Objectives: To assess the external validity of a pragmatic, investigator-initiated RCT on treatment of severe infections caused by methicillin-resistant Staphylococcus aureus (MRSA), we compared patient characteristics and treatment effect estimates for patients included in the RCT versus those excluded.
Participants and outcomes: The RCT included hospitalised patients with documented or highly-probable invasive MRSA infections who were randomised to vancomycin versus trimethoprim-sulfamethoxazole (TMP-SMX) treatment, between 2007 and 2014. A concomitant observational study prospectively included all consecutive patients, between 2008 and 2011, who were excluded from the RCT due to no consent, meningitis, left-sided endocarditis, severe neutropaenia, chronic renal dialysis or treatment with study medications for longer than 48 h. The primary outcomes were clinical failure at day 7 and 30-day mortality for both studies. We compared baseline and infection characteristics, outcome rates and treatment effect estimates for included versus excluded patients.

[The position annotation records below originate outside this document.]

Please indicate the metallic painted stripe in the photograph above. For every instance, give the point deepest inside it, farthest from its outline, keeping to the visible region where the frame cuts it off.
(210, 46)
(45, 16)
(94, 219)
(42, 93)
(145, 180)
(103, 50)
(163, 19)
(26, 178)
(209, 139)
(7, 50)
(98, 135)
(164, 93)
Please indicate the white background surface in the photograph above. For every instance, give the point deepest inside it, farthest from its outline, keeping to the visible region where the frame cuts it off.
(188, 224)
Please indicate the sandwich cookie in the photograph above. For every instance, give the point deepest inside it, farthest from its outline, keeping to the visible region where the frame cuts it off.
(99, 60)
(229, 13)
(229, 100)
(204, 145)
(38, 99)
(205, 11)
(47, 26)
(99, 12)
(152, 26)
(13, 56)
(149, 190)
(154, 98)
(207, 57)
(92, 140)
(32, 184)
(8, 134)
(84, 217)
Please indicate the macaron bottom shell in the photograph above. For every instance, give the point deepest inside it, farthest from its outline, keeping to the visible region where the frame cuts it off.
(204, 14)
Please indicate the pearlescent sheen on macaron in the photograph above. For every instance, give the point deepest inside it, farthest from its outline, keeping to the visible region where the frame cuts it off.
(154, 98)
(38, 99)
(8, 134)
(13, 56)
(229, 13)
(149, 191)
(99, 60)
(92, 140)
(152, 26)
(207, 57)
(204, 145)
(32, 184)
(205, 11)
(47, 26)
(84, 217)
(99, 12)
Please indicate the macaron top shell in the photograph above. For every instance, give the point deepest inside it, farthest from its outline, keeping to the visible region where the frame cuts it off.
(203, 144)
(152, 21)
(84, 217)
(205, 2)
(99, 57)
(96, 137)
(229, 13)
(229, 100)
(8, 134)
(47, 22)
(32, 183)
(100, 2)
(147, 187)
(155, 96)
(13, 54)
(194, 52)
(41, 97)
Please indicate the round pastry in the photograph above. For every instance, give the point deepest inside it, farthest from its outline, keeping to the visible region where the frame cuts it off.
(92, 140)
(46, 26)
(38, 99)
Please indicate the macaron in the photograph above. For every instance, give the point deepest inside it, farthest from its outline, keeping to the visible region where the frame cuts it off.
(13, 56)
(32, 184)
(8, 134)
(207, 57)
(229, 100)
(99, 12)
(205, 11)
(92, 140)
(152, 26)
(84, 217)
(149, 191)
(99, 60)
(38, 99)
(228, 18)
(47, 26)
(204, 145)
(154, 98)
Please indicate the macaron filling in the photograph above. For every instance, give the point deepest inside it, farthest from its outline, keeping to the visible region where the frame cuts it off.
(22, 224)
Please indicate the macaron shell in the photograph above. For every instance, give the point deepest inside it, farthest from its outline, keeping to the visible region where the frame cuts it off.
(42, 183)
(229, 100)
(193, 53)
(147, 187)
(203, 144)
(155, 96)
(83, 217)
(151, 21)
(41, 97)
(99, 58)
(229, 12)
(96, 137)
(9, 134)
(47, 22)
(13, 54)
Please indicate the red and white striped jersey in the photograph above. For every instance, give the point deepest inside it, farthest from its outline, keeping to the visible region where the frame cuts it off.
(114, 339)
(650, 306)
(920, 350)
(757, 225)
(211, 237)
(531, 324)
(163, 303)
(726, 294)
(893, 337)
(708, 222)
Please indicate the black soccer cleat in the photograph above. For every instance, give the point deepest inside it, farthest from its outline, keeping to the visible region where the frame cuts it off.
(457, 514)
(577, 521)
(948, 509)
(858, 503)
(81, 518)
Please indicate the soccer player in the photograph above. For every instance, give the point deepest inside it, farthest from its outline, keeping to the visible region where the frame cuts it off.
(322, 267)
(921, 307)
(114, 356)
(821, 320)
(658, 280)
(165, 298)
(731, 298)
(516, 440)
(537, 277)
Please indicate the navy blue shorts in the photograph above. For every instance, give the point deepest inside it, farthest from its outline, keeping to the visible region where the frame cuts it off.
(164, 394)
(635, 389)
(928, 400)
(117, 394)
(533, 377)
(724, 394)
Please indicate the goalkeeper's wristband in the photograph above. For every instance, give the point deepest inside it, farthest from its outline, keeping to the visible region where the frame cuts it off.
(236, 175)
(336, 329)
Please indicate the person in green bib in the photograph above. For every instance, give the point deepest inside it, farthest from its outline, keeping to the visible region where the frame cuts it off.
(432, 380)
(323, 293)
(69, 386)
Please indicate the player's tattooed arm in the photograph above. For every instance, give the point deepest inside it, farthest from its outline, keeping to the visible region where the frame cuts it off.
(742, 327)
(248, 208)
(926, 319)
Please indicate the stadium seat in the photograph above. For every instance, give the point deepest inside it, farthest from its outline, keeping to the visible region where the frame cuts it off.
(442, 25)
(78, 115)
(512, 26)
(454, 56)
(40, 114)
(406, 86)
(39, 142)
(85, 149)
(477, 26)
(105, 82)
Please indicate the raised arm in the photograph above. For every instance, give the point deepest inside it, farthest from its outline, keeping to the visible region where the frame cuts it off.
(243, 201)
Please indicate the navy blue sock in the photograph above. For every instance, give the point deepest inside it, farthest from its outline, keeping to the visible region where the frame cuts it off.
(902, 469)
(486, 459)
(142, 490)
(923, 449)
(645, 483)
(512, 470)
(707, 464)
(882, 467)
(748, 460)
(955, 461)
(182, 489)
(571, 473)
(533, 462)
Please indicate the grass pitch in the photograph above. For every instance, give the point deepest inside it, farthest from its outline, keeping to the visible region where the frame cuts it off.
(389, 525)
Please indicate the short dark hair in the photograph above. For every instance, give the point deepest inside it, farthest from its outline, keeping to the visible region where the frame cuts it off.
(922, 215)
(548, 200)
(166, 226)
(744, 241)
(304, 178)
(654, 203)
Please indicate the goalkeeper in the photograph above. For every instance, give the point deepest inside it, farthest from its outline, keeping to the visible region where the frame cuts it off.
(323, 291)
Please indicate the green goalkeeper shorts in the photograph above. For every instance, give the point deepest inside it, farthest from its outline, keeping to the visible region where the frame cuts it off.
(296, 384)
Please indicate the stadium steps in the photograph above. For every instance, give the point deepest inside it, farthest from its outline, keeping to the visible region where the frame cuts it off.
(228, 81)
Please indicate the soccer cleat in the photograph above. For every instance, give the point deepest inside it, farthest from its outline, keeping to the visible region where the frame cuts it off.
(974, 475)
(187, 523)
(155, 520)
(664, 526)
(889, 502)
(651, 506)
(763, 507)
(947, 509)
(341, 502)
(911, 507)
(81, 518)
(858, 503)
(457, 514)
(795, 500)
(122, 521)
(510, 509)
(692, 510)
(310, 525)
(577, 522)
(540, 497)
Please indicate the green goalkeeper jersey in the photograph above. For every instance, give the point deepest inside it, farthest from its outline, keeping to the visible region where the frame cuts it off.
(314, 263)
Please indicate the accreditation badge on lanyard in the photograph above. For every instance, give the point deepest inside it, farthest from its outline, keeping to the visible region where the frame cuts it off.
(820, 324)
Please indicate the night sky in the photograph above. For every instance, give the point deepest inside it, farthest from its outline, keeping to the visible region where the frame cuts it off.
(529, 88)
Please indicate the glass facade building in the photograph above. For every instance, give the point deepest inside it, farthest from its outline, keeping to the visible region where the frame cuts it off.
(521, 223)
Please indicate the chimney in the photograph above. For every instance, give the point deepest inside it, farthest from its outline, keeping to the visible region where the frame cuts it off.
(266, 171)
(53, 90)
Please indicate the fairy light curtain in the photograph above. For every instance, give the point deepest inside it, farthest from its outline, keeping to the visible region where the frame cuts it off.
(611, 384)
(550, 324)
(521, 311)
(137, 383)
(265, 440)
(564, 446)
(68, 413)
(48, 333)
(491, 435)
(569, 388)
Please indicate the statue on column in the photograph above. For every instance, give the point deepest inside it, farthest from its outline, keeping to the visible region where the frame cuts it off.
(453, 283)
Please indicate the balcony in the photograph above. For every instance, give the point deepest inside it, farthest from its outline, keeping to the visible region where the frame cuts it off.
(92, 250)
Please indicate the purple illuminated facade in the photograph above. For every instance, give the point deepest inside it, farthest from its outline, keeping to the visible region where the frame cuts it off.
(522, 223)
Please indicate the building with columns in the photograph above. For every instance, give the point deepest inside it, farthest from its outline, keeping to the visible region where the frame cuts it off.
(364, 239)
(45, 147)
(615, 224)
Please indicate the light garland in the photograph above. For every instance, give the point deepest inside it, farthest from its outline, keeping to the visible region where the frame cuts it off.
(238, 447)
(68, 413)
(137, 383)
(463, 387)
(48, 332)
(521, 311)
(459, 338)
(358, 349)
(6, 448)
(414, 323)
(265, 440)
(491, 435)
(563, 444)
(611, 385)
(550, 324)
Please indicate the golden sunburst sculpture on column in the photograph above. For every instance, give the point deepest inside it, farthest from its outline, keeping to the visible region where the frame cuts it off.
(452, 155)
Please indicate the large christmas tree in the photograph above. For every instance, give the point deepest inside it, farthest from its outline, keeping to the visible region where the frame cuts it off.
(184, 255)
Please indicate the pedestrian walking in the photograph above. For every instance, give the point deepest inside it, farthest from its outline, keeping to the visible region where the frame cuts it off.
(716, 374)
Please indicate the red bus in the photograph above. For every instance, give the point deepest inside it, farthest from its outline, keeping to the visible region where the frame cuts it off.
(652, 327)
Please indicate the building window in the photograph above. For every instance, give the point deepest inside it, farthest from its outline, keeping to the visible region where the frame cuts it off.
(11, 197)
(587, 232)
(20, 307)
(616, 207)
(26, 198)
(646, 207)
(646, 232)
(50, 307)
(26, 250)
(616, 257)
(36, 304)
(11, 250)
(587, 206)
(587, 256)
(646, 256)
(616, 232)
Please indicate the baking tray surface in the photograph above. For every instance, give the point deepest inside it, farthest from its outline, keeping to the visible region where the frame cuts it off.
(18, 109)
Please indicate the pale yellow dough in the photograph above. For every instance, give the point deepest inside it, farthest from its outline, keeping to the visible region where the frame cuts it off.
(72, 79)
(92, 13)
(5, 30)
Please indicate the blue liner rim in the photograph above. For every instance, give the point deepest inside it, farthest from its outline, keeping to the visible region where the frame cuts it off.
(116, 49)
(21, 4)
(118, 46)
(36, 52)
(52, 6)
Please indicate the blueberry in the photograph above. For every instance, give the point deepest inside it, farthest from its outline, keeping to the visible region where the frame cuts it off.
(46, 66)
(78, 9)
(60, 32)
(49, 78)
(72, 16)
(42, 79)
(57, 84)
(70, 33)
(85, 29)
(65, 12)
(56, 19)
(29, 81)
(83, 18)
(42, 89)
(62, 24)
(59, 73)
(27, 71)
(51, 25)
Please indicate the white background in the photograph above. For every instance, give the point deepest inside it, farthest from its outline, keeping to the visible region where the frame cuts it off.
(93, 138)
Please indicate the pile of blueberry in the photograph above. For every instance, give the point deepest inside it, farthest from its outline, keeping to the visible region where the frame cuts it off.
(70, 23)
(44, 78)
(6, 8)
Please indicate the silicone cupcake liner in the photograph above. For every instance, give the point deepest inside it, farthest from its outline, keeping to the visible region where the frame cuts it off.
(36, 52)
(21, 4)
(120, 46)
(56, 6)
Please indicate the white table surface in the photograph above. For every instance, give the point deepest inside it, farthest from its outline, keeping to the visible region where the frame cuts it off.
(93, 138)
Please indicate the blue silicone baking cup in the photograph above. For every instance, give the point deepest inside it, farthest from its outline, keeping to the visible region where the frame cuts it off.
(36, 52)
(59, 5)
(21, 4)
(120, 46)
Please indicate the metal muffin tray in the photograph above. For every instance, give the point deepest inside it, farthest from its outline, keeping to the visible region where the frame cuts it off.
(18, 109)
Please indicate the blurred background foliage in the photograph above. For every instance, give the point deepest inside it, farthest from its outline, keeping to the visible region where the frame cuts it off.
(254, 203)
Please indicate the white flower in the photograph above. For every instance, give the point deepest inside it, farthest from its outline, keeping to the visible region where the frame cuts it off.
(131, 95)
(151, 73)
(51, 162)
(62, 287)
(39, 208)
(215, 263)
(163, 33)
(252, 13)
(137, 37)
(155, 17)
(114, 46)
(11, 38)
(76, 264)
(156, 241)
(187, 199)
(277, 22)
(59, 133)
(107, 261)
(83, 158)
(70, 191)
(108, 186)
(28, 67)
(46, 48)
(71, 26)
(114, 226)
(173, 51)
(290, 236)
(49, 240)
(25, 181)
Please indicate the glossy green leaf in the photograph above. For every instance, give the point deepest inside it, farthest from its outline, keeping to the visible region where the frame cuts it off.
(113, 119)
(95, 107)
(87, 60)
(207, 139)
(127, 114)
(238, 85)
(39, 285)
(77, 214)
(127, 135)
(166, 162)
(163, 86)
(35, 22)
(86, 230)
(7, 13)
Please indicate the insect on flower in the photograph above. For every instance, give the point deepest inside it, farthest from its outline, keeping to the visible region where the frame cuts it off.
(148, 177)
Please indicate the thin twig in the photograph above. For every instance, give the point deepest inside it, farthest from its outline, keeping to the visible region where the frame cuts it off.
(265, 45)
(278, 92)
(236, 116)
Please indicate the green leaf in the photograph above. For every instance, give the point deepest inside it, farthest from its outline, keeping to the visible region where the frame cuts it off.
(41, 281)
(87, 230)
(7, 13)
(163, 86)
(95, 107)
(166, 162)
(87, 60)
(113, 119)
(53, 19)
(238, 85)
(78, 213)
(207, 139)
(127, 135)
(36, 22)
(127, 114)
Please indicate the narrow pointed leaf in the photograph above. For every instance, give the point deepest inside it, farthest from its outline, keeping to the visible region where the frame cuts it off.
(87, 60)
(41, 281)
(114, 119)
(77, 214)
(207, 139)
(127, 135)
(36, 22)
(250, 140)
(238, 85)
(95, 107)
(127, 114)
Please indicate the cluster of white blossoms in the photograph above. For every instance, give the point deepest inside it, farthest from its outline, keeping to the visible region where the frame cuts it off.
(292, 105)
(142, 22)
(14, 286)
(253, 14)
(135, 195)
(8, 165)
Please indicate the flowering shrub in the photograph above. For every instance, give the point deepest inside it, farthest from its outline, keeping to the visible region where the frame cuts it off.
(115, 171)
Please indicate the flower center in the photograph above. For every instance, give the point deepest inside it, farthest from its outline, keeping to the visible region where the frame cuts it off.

Results: The RCT included 252 patients who were compared with 220 excluded patients who were observed. Inability to provide informed consent was the main reason for patient exclusion. Excluded patients' functional and cognitive performance was significantly poorer than that of included patients. Sepsis was more severe among excluded patients (higher rates of mechanical ventilation, indwelling catheters, septic shock and organ failure). Clinical failure occurred in 83/252 (32.9%) versus 175/220 (79.5%) and deaths in 32 (12.7%) versus 64 (29.1%) for included versus excluded patients, p<0.001 for both comparisons. Comparing vancomycin to TMP-SMX, in the RCT mortality, was non-significantly lower with vancomycin (OR 0.76, 95% CIs 0.36 to 1.62), while in the observational analysis of excluded patients, mortality was significantly higher with vancomycin (OR 2.63, 1.04 to 6.65), p=0.04 for the difference.
Conclusions: Patient characteristics, outcome event rates and treatment effects differed significantly in the setting of a RCT, despite its pragmatic design, compared to patients treated outside the trial settings.
Keywords: INFECTIOUS DISEASES; MEDICAL ETHICS; STATISTICS & RESEARCH METHODS.